政府の「電気・ガス料金支援」は2026年9月使用分をもって終了予定です。現在は低圧家庭向けで4.5円/kWhの割引が続いていますが、10月以降は値引きがなくなるうえ、2026年度から再エネ賦課金が4.18円/kWhに引き上げられたため、秋以降の電気代は一気に跳ね上がります。補助が続く今のうちに、料金プランや電気の使い方を見直しておかないと、10月の請求で「なぜこんなに高い?」と驚くことになります。この記事では、補助終了前にやるべき固定費の見直しポイントと、具体的な節電チェックリストを時系列でまとめました。
電気代補助の終了スケジュールと影響額
まず押さえておくべきは、補助終了の正確なタイミングと、それが請求にどう反映されるかです。補助は「使用月」ベースで適用されるため、検針日と請求月のずれに注意が必要です。
補助の適用期間と請求への反映
政府の電気・ガス料金支援は2026年7〜9月使用分が対象で、検針は8〜11月に行われます。つまり、9月中に使った電気は10月や11月の請求に含まれ、そこまでは補助が適用されます。逆に言えば、10月以降に使った電気からは補助がなくなり、11月〜12月の請求から値引きが消えます。検針日は契約ごとに異なるため、自分の検針日を確認しておくと「いつまで補助があるか」が正確にわかります。
補助額と終了後の負担増
2026年8月使用分の割引単価は低圧家庭向けで4.5円/kWhです。月400kWh使う家庭なら、補助だけで1,800円の値引きになります。これが10月使用分(11月〜12月請求)からゼロになります。さらに、2026年度から再エネ賦課金が4.18円/kWhに引き上げられているため、同じ使用量でも400kWh×4.18円=1,672円が上乗せされます。補助消失と賦課金増を合わせると、月3,500円近く請求が上がる計算です。補助が続く今のうちに、この負担増を吸収できる体制を作っておく必要があります。
| 項目 | 補助期間中(〜9月使用分) | 補助終了後(10月使用分〜) | 差額 |
|---|---|---|---|
| 補助額(400kWh/月) | -1,800円 | 0円 | +1,800円 |
| 再エネ賦課金(400kWh/月) | 1,672円 | 1,672円 | ±0円 |
| 合計影響 | — | — | +1,800円/月 |
※再エネ賦課金は2026年度から既に引き上げ済みのため、補助終了後も変わりません。
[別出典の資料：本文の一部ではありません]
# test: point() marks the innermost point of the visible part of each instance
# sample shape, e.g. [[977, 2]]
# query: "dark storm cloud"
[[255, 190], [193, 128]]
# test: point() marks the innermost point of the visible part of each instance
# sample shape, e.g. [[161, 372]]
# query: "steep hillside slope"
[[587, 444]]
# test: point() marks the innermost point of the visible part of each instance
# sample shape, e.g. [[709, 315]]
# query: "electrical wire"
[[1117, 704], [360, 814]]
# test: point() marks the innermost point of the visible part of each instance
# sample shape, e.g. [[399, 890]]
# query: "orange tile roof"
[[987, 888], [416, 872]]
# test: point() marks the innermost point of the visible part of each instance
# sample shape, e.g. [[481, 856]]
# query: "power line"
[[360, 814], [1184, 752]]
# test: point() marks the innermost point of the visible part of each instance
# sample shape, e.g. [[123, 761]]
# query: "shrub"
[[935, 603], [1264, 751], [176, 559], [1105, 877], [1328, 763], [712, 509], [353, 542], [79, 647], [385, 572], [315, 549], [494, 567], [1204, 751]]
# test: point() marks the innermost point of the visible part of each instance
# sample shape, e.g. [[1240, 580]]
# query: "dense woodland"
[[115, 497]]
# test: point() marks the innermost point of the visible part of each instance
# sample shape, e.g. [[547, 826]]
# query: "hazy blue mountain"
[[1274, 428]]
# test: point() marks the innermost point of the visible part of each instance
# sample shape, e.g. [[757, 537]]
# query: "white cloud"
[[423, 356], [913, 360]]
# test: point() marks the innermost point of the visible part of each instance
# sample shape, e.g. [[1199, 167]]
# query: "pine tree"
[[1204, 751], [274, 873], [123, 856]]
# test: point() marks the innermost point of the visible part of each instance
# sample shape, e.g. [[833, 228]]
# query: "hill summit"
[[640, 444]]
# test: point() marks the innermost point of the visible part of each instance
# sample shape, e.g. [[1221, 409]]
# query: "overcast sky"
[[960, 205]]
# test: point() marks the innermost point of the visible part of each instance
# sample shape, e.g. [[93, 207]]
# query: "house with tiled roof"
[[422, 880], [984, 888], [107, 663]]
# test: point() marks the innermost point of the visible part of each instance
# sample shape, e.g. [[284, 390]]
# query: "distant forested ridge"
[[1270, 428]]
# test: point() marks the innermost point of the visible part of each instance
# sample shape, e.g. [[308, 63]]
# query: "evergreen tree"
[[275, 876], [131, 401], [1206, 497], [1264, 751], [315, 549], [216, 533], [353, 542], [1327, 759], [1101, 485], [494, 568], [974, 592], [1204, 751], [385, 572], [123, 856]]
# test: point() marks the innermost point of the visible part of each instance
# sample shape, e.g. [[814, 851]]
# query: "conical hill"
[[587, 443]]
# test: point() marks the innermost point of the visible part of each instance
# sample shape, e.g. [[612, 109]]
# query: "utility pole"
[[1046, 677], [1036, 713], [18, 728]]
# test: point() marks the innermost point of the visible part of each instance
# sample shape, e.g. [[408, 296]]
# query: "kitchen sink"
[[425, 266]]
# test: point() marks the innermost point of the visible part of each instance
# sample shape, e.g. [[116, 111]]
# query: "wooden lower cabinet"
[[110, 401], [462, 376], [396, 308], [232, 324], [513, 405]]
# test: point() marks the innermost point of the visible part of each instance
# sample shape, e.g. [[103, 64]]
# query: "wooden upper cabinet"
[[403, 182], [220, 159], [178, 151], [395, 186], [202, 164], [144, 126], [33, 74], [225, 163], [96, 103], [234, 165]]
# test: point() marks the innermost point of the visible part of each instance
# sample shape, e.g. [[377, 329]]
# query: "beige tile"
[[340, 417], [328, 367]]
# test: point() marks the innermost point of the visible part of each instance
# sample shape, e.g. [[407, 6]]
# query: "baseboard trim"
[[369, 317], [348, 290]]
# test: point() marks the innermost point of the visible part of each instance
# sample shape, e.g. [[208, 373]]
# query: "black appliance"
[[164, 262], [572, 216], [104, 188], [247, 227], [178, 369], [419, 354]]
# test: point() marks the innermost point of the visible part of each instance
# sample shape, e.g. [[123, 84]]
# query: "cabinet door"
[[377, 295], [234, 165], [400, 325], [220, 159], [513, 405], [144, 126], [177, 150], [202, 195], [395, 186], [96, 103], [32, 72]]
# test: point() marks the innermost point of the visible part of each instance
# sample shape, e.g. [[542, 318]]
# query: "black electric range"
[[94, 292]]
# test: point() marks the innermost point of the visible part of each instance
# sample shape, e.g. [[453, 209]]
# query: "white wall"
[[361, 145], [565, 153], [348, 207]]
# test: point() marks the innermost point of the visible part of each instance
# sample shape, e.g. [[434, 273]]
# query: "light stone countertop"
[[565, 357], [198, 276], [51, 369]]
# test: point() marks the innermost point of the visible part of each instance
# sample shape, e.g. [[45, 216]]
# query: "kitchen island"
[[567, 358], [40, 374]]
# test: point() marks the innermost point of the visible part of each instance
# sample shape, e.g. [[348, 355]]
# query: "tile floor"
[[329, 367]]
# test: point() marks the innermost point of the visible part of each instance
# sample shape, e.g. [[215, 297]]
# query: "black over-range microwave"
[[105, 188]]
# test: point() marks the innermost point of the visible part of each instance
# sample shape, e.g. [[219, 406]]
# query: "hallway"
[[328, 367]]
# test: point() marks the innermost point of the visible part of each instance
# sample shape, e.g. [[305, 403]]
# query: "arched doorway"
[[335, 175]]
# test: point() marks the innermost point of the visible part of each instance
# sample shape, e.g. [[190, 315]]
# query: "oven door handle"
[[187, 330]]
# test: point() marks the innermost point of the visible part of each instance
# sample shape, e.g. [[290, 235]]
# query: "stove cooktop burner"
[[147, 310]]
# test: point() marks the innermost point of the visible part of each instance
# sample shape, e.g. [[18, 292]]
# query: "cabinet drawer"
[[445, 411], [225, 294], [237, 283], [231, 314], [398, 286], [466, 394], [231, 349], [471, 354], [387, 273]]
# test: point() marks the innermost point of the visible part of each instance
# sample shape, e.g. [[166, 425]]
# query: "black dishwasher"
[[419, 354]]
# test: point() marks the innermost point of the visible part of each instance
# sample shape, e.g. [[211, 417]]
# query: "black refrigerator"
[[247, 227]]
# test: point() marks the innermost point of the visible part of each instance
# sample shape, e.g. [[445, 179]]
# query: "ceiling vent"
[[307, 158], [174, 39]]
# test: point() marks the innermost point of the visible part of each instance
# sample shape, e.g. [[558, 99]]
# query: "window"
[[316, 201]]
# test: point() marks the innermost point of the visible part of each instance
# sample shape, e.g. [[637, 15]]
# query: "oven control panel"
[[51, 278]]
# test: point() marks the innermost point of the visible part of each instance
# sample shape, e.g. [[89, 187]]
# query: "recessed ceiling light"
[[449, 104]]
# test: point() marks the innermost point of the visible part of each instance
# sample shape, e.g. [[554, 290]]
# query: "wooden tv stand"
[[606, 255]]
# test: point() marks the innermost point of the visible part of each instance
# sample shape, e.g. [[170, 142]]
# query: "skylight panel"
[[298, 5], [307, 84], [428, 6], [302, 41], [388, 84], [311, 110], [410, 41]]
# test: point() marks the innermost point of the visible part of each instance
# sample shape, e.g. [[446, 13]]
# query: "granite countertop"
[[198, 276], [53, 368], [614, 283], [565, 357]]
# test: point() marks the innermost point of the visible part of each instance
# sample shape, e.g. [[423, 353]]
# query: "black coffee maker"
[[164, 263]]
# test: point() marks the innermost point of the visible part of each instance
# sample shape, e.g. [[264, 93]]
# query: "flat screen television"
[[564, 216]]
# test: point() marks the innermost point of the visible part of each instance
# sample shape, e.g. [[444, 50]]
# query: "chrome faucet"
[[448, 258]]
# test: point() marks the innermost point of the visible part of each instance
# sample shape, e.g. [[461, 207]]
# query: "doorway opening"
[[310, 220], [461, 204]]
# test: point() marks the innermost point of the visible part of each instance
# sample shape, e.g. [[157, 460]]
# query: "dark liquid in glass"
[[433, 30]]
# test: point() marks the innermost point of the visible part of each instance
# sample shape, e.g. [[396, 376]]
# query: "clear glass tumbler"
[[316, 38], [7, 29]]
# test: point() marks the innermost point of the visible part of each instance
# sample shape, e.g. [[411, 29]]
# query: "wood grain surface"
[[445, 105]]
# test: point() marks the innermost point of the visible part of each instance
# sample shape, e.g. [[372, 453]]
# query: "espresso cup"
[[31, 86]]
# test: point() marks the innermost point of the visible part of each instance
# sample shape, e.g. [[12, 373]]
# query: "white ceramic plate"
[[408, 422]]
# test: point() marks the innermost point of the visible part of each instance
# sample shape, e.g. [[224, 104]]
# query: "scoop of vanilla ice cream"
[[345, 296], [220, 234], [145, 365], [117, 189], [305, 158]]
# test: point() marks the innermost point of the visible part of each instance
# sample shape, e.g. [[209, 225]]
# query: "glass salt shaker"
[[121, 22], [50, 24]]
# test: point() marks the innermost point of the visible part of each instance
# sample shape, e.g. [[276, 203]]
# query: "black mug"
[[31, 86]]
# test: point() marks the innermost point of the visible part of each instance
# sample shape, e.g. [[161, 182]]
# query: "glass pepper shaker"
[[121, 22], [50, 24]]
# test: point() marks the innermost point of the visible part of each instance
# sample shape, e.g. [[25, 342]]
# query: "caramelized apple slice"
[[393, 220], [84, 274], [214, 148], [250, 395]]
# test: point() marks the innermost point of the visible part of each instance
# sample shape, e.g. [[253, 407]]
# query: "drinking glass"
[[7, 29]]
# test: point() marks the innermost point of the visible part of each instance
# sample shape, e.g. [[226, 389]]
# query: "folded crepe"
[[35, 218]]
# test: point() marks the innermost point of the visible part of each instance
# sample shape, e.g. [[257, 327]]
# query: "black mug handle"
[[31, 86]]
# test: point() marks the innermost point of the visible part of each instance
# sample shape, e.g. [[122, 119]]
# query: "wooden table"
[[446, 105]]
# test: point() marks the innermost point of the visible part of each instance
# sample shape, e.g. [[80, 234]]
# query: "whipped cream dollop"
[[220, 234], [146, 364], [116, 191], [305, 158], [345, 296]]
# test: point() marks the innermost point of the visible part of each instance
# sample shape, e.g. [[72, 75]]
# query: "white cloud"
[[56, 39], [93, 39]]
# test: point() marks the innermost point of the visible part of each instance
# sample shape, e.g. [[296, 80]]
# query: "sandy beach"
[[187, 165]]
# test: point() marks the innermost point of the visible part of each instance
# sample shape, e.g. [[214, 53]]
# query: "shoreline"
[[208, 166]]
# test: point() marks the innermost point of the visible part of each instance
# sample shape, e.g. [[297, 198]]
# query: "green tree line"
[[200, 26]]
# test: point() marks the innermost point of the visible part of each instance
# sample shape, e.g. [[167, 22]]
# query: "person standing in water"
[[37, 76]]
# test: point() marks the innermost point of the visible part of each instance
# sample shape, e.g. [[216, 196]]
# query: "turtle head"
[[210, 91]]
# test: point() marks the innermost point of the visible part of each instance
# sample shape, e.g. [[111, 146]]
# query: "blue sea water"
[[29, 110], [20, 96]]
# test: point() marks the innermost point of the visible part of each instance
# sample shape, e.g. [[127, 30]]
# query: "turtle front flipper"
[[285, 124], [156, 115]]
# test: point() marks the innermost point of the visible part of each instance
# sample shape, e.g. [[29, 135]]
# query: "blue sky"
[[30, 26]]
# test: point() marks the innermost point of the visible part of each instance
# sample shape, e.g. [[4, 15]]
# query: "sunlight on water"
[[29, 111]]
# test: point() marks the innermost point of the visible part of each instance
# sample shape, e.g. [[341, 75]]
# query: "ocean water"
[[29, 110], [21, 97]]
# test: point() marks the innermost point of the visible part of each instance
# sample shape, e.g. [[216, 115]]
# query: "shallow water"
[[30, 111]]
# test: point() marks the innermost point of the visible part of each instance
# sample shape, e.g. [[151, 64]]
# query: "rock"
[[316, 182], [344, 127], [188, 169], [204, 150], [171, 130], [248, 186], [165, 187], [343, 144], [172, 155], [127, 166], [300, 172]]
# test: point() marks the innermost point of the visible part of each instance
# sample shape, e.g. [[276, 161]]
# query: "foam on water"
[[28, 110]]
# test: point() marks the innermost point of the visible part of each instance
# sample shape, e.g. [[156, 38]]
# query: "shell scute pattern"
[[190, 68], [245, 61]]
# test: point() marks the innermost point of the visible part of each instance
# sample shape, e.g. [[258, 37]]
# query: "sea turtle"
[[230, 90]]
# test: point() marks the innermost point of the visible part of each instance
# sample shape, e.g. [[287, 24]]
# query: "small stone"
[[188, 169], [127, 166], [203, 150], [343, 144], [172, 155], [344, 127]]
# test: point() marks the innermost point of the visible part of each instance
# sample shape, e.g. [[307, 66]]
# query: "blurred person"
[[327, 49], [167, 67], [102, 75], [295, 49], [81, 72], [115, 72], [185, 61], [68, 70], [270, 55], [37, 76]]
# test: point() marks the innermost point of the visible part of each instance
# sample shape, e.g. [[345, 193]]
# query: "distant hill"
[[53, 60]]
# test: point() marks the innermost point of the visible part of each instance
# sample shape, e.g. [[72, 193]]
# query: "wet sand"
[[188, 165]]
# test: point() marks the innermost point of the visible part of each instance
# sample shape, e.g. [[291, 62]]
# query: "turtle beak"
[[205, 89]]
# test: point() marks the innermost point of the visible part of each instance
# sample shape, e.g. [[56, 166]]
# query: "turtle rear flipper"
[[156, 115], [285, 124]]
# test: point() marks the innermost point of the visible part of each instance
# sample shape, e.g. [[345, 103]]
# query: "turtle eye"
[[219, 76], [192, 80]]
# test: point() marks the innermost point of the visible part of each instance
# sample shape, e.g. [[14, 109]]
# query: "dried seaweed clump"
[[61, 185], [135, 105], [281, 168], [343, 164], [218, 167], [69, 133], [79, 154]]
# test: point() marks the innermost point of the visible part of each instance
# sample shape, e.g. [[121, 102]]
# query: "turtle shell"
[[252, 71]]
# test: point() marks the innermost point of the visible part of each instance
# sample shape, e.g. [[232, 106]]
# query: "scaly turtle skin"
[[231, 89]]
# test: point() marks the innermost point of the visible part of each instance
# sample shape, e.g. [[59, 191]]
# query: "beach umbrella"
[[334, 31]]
影響が大きいのは補助の消失分です。
補助終了前にやるべき固定費見直しチェックリスト
補助が続く今のうちに、電気代の固定費を下げる手を打っておけば、10月以降の負担増を相殺できます。以下の項目を9月末までに実行しましょう。
1. 料金プランの見直し(目標削減額:月500〜1,000円)
現在の契約が数年前のままなら、プラン変更で基本料金や単価を下げられる可能性があります。特に以下のケースは見直し必須です。
- 従量電灯プランのまま:新電力や大手の市場連動型プラン、時間帯別プランに切り替えると、使用パターン次第で10〜20%削減できます。
- オール電化なのに時間帯別プランでない:深夜料金が安いプランに変更すると、エコキュートや蓄熱暖房の運転コストが半減します。
- 契約容量が過大:ブレーカーが落ちたことがなく、月の最大使用電力が契約容量の60%以下なら、契約を1段階下げても問題ありません。基本料金が月300〜500円下がります。
プラン変更は申し込みから適用まで1〜2ヶ月かかるため、9月中に手続きを済ませれば10月使用分から新料金が適用されます。電気代の平均はいくら?世帯人数別・地域別データで見る2024年最新版で自分の使用量が平均と比べてどうかを確認し、プラン選択の参考にしてください。
2. 古い家電の買い替え判断(目標削減額:月1,000〜2,000円)
10年以上使っている家電は、最新機種に買い替えるだけで電気代が30〜50%下がります。特に以下の3機種は優先度が高いです。
- 冷蔵庫:10年前の400L機種は年間消費電力500kWh前後ですが、最新機種は250kWh程度。差額250kWh×30円/kWh=年7,500円、月600円の削減です。
- エアコン:10年前の10畳用エアコン(2.8kW)は期間消費電力量900kWh前後ですが、最新省エネ機種は600kWh程度。夏冬合わせて年9,000円、月平均750円の削減です。
- 照明:白熱電球や蛍光灯が残っている部屋は、LED電球に交換すると消費電力が1/5〜1/10になります。リビングと寝室だけでも月300〜500円削減できます。
買い替えには初期費用がかかりますが、補助終了後の電気代上昇を考えると、2〜3年で元が取れます。古い家電の買い替えで電気代はいくら下がる?実測データで検証した節約効果で具体的な削減額を確認できます。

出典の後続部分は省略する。